María (Isaacs)/XVIII
Capítulo XVIII
Ya estaba yo listo para partir cuando Emma entró a mi cuarto. Extrañó verme con semblante risueño.
-¿A dónde vas tan contento?-me preguntó.
-Ojalá no tuviera que ir a ninguna parte. A ver a Emigdio, que se queja de mi inconstancia en todos los tonos, siempre que me encuentro con él.
-¡Qué injusto! -exclamó riendo-. ¿Inconstante tú?
-¿De qué te ríes?
-Pues de la injusticia de tu amigo. ¡Pobre!
-No, no: tú te ríes de otra cosa.
-De eso es -dijo tomando de mi mesa de baño una peinilla y acercándoseme-. Deja que te peine yo, porque sabrá usted, señor constante, que una de las hermanas de su amigo es una linda muchacha. Lástima -continuó, haciendo el peinado ayudada de sus graciosas manos- que el señorito Efraín se haya puesto un poquito pálido en estos días, porque las bugueñas no imaginan belleza varonil sin frescos colores en las mejillas. Pero si la hermana de Emigdio estuviese al corriente de...
-Tú estás muy parlera hoy.
-¿Sí? y tú muy alegre. Mírate al espejo y dime si no has quedado muy bien.
-¡Qué visita! -exclamé oyendo la voz de María que llamaba a mi hermana.
-De veras. Cuánto mejor sería ir a dar un paseo por los picachos del boquerón de Amaime y disfrutar del... grandioso y solitario paisaje, o andar por los montes como res herida, espantando zancudos, sin perjuicio de que Mayo se llene de nuches..., ¡pobre! que está imposible.
-María te llama -le interrumpí.
-Ya sé para qué es.
-¿Para qué?
-Para que le ayude a hacer una cosa que no debiera hacer.
-¿Se puede saber cuál?
-No hay inconveniente: me está esperando para que vayamos a coger flores que han de servir para reemplazar éstas -dijo señalando las del florero de mi mesa-; y si yo fuera ella no volvería a poner ni una más ahí.
-Si tú supieras...
-Y si supieras tú...
Mi padre, que me llamaba desde su cuarto, interrumpió aquella conversación, que continuada, habría podido frustrar lo que desde mi última entrevista con mi madre me había propuesto llevar a cabo.

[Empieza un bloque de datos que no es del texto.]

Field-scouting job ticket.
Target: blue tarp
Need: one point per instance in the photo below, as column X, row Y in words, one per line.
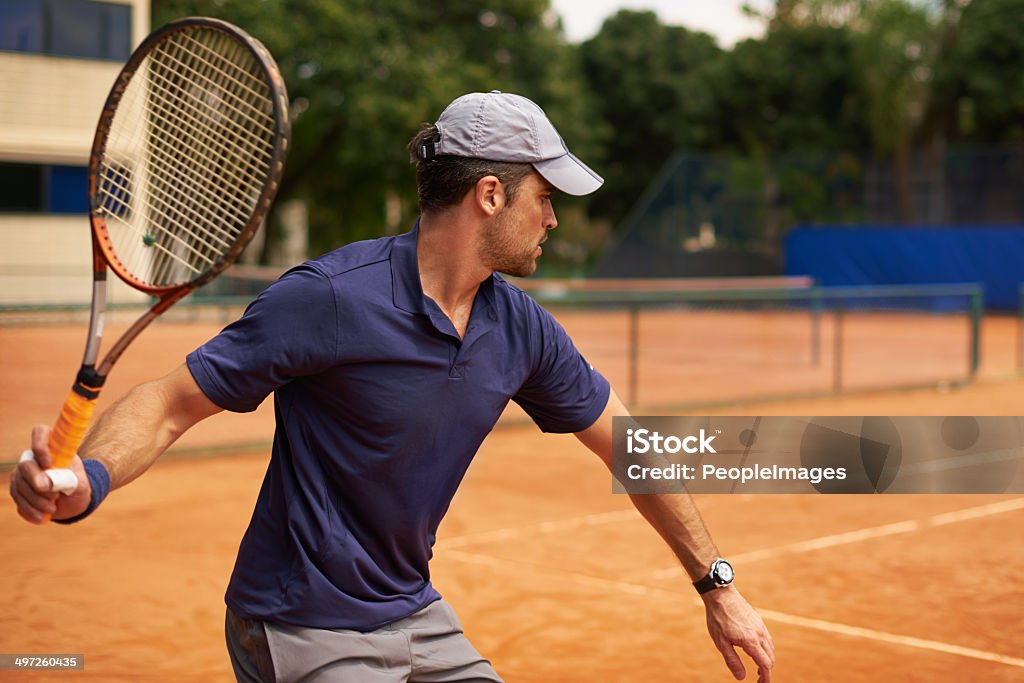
column 840, row 256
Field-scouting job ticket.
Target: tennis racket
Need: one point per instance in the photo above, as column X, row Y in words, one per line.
column 185, row 163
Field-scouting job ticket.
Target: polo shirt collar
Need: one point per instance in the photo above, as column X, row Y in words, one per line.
column 406, row 287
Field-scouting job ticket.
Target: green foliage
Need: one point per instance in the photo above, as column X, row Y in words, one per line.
column 364, row 75
column 829, row 82
column 655, row 93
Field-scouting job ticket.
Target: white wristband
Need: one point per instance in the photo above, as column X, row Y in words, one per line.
column 64, row 480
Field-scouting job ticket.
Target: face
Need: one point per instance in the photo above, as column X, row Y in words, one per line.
column 512, row 241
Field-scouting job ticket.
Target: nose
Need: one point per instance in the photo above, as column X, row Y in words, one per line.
column 550, row 221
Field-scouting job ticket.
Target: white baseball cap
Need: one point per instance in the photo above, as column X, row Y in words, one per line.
column 502, row 126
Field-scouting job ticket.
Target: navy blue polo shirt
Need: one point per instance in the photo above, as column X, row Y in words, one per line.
column 380, row 408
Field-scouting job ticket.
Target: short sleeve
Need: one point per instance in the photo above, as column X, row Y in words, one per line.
column 563, row 393
column 290, row 331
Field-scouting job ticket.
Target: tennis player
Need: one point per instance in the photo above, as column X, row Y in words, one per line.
column 390, row 360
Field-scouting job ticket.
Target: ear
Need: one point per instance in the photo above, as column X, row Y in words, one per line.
column 489, row 195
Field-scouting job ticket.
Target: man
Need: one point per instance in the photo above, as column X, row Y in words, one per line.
column 390, row 360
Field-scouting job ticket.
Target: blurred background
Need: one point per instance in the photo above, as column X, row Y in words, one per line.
column 715, row 145
column 764, row 157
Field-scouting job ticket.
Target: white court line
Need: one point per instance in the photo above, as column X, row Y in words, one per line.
column 568, row 524
column 542, row 527
column 860, row 535
column 769, row 614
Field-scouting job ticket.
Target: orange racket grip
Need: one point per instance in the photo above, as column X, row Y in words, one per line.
column 72, row 424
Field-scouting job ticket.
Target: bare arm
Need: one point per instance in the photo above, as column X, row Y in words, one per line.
column 127, row 438
column 731, row 621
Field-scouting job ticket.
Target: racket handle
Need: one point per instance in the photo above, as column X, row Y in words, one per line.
column 76, row 414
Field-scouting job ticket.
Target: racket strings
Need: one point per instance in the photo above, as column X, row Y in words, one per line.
column 187, row 157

Al entrar en el cuarto de mi padre, examinaba él en la ventana la máquina de un hermoso reloj de bolsillo, y decía:
-Es una cosa admirable; indudablemente vale las treinta libras. Volviéndose en seguida hacia mí, agregó:
-Éste es el reloj que encargué a Londres; míralo.
-Es mucho mejor que el que usted usa -observé examinándolo.
-Pero el que uso es muy exacto, y el tuyo muy pequeño: debes regalarlo a una de las muchachas y tomar para ti éste.
Sin dejarme tiempo para darle las gracias, añadió:
-¿Vas a casa de Emigdio? Di a su padre que puedo preparar el potrero de guinea para que hagamos la ceba en compañía; pero que su ganado debe estar listo, precisamente, el quince del entrante.
Volví en seguida a mi cuarto a tomar mis pistolas. María, desde el jardín y al pie de mi ventana, entregaba a Emma un manojo de montenegros, mejoranas y claveles; pero el más hermoso de éstos por su tamaño y lozanía, lo tenía ella en los labios.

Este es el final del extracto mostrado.